Abstract:
A method of updating disc information of an optical disc includes checking whether a file system bitmap in a user data area of the optical disc had been updated, and updating disc information in a lead in area of the optical disc when the file system bitmap had been updated. By choosing an appropriate updating timing of the disc information, the present invention can reduce the risks of accidents such as power break down or abnormal host behavior occurring before the disc information is updated completely, and can prevent frequent access of locations storing the disc information. 
     Besides one method to choose the appropriate updating timing of disc information is introduced in this invention, one method to recover the bitmap of disc information is also introduced if the optical disc has bitmap table and bitmap table is defective.

Description:
BACKGROUND  
       [0001]    The present invention relates to an optical system, and more particularly, to a method of updating disc information of an optical disc. 

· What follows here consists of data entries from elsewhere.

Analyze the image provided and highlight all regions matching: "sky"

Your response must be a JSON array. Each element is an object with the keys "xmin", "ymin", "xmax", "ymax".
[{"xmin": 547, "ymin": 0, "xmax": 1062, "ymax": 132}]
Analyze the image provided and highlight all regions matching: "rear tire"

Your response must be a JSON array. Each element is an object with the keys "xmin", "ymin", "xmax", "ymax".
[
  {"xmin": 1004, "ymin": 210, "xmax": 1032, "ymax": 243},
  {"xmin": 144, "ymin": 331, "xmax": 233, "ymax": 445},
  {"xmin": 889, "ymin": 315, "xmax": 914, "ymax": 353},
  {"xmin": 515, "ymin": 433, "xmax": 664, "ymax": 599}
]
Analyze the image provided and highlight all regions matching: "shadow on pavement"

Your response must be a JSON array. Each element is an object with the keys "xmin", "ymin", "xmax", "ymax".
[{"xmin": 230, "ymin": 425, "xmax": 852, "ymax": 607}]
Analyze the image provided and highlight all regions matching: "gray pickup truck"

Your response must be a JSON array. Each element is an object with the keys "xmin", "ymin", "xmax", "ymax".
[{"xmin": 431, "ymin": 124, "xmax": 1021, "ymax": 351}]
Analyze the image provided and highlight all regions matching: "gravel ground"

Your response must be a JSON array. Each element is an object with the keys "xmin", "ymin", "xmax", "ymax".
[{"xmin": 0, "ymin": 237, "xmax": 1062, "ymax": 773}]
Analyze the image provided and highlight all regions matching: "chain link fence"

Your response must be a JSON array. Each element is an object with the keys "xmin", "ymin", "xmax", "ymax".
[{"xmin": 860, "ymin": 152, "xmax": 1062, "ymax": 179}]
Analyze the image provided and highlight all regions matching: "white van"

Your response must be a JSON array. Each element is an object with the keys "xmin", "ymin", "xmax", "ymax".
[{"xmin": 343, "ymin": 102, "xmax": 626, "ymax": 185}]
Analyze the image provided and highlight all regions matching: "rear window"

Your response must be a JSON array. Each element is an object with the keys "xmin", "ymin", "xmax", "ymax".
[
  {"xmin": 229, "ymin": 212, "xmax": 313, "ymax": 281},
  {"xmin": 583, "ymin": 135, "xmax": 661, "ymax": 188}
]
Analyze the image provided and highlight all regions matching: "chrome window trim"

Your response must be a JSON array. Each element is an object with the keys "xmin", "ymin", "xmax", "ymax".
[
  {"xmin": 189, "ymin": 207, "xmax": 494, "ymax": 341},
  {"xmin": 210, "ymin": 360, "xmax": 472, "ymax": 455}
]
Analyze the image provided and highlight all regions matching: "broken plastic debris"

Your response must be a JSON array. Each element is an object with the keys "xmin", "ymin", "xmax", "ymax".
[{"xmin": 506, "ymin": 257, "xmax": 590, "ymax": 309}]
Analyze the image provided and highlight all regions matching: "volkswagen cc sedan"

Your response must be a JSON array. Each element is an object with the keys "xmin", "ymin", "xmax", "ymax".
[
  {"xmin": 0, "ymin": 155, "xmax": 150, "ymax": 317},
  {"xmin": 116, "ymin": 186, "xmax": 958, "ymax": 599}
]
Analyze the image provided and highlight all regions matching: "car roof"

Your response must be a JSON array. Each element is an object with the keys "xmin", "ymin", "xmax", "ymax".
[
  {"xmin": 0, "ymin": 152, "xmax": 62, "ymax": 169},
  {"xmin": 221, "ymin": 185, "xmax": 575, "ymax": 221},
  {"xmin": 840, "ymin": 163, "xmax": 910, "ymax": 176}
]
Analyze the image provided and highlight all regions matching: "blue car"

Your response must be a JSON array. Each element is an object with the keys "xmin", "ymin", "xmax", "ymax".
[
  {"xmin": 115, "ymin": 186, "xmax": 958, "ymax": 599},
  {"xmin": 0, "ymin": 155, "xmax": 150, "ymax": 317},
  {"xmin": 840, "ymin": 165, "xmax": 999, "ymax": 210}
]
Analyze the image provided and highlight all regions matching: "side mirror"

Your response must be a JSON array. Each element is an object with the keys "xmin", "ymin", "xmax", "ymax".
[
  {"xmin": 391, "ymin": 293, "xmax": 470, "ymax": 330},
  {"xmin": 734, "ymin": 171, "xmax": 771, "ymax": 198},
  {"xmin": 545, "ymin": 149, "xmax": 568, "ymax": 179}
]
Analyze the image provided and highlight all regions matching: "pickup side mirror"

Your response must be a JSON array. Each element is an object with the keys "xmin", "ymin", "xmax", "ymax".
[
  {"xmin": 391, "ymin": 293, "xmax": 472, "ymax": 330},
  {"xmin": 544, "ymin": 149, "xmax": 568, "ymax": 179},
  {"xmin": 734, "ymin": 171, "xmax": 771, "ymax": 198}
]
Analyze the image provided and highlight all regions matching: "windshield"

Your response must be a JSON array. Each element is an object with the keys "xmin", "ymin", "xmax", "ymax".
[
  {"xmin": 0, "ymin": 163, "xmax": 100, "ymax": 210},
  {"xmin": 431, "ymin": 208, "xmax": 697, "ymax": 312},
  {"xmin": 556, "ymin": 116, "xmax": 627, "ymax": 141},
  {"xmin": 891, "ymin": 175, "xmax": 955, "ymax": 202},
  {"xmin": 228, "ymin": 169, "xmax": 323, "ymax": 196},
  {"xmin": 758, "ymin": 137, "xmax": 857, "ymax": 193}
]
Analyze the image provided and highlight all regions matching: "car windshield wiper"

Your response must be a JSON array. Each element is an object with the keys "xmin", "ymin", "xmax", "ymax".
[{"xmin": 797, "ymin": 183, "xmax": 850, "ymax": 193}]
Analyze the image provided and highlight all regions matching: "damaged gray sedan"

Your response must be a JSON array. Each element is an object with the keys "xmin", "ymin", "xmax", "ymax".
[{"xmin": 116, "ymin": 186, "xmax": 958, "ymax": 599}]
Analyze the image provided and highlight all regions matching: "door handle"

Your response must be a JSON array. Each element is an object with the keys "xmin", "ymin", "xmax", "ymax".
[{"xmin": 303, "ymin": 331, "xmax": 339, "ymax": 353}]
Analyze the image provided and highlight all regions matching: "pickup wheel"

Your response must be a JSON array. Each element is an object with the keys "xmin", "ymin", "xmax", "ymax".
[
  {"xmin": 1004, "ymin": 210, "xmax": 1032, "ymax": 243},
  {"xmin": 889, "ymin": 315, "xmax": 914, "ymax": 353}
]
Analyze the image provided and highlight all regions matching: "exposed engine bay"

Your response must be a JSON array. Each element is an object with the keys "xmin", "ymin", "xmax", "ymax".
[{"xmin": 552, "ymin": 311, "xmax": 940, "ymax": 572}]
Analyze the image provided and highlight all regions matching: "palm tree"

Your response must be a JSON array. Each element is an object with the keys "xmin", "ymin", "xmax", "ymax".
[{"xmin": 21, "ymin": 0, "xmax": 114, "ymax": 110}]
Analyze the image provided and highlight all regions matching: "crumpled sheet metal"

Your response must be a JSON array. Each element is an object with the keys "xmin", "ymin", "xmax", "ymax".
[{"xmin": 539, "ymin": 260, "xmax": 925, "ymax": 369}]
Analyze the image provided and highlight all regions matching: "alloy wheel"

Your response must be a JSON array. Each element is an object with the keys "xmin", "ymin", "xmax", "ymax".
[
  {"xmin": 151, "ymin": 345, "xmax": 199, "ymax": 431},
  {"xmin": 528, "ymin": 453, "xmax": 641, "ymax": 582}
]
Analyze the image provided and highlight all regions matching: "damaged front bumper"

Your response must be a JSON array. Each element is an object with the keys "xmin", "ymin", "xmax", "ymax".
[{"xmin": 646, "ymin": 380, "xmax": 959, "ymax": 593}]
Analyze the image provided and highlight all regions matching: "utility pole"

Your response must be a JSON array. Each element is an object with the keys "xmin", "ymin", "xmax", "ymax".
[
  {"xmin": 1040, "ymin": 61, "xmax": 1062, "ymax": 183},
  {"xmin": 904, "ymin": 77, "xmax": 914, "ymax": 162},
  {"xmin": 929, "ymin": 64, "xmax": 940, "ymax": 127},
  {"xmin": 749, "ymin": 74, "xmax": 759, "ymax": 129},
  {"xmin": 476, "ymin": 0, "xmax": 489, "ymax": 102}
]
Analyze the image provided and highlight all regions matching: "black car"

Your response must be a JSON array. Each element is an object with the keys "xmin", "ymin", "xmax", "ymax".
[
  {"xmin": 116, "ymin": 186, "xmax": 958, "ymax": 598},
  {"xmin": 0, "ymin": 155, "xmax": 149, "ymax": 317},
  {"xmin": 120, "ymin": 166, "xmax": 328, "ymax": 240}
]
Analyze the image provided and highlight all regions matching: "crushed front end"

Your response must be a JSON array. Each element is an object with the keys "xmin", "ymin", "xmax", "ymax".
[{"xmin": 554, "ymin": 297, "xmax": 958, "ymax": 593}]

         [0002]    An optical rewritable/recordable disc contains a lead-in area, followed by a user data area. Recording disc information (for example, the defect table, track information, bitmap, and etc.) is stored in the lead-in area for the disc drive to get current data layout and usage status. 
         [0003]    Conventionally, disc information is temporarily stored and accumulated in a DRAM inside the disc drive. After a specific time period, the accumulative disc information is written into the lead-in area to update disc information in lead-in area. However, when the specific time period is too long, there is a greater risk that accidents (e.g. power break down or abnormal host behavior) will occur during the specific time period, and the disc information stored in the lead-in area may not be updated with the latest disc information, resulting in errors when the optical rewritable/recordable disc is accessed later. On the other hand, when the specific time period is too short, the region storing the disc information in the lead-in area of the rewritable/recordable disc will be updated frequently, so this region will break quickly or be exhausted due to over consumption, and the disc drive will not allow the host to record the rewritable disc again because no space to update the disc information and that can&#39;t represent the usage of user data. Therefore, selecting proper timing for updating disc information is an important issue. 
       SUMMARY  
       [0004]    One objective of the present invention is therefore to provide a method of updating disc information of an optical disc in order to solve the above problems. 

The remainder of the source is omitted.